Hadoop-Compatible Storage¶
There are several use cases that might require accessing an object storage. For example:
Access data in Parquet or Delta format using the embedded MPP
Access DF/JSON/XML/Excel data sources
Configure that storage for Bulk Data Load
If the object storage is different from HDFS or S3 but it is compatible with the Hadoop API you can still access to it:
Select HDFS
Specify the right hadoop properties.
The following section describes the configuration in order to access Azure storage accounts.
For other file systems visit section Hadoop compatible file systems of the Hadoop documentation.
For data sources DF/JSON/XML/Excel using HDFS paths, in the authentication section select None.
Azure Storage¶
Warning
TLS 1.0 and 1.1 support will be removed for new & existing Azure storage accounts starting Nov 2024. In addition, recent TLS 1.3 support in Azure storage accounts may cause connections to Azure storage using SSL/TLS to fail. In that case, include the following JVM parameters to specify the TLS versions Virtual DataPort should allow excluding version 1.3. For instance:
-Dhttps.protocols="TLSv1,TLSv1.1,TLSv1.2" -Djdk.tls.client.protocols="TLSv1,TLSv1.1,TLSv1.2".

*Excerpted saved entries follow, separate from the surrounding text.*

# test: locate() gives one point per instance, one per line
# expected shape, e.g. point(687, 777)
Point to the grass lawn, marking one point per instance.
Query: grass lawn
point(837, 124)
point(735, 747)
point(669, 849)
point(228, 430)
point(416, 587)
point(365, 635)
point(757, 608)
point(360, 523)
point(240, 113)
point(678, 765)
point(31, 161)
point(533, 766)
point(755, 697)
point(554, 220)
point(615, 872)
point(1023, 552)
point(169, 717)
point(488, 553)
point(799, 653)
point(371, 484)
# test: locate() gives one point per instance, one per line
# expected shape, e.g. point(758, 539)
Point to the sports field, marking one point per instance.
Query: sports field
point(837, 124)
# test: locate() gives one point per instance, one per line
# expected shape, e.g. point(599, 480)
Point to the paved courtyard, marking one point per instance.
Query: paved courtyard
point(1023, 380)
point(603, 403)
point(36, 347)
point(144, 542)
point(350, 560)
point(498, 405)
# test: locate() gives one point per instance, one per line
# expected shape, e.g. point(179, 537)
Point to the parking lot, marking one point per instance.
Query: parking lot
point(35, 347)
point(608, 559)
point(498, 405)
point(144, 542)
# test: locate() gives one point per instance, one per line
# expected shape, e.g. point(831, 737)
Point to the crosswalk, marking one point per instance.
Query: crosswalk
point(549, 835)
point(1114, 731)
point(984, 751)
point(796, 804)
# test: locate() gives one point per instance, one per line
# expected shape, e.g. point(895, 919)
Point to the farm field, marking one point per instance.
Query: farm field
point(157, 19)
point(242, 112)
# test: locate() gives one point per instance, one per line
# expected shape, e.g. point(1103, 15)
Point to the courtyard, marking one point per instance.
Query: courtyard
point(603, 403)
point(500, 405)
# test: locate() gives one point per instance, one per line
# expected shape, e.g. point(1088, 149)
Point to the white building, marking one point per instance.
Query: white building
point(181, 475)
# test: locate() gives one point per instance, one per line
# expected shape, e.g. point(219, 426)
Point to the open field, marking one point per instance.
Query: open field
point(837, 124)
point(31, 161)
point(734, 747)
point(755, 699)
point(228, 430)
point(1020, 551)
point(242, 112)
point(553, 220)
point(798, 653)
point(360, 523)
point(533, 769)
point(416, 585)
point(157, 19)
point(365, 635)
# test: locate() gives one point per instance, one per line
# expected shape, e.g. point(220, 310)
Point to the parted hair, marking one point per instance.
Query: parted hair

Visit the official Azure documentation for more information about this issue.
For updates of Denodo 8 older than 8.0u20230914, follow these additional steps first:
Download the jars hadoop-azure.jar, jetty-util and jetty-util-ajax.
Import the jars in the platform:
Click the menu File > Extension Management. Then, in the tab Libraries, click Import.
Select the jars as resource type and click Add to add the jars.
Restart Virtual DataPort.
The following steps describe how to configure the access depending on the Azure storage and the authentication method selected:
Azure Data Lake Storage Gen 2 with shared key authentication
URI syntax:
abfs://<container>\@<account_name>.dfs.core.windows.net/<path>/<file_name>
.Note
For data sources DF/JSON/XML/Excel using HDFS paths, the “@” character in the URI must be escaped as shown in the example to avoid the confusion with an environment variable. This does not apply if the configuration is for Bulk Data Load or Object Storage data in Parquet Format.
Configure the following hadoop properties. In the Hadoop documentation you can check the available methods and the properties to configure them. Here is an example with shared key:
Name
Value
fs.azure.account.key.<account_name>.dfs.core.windows.net
<Access key>
fs.azure.always.use.ssl
false
Note
SSL usage can be triggered by setting the property
fs.azure.always.use.ssl
totrue
or by accessing the resource from a route like thisabfss://<container>\@<account_name>.dfs.core.windows.net/<path>/<file_name>
(in this alternative the property should be removed).Azure Data Lake Storage Gen 2 with OAuth2 client credentials
URI syntax:
abfs://<container>\@<account_name>.dfs.core.windows.net/<path>/<file_name>
.Note
For data sources DF/JSON/XML/Excel using HDFS paths, the “@” character in the URI must be escaped as shown in the example to avoid the confusion with an environment variable. This does not apply if the configuration is for Bulk Data Load or Object Storage data in Parquet Format.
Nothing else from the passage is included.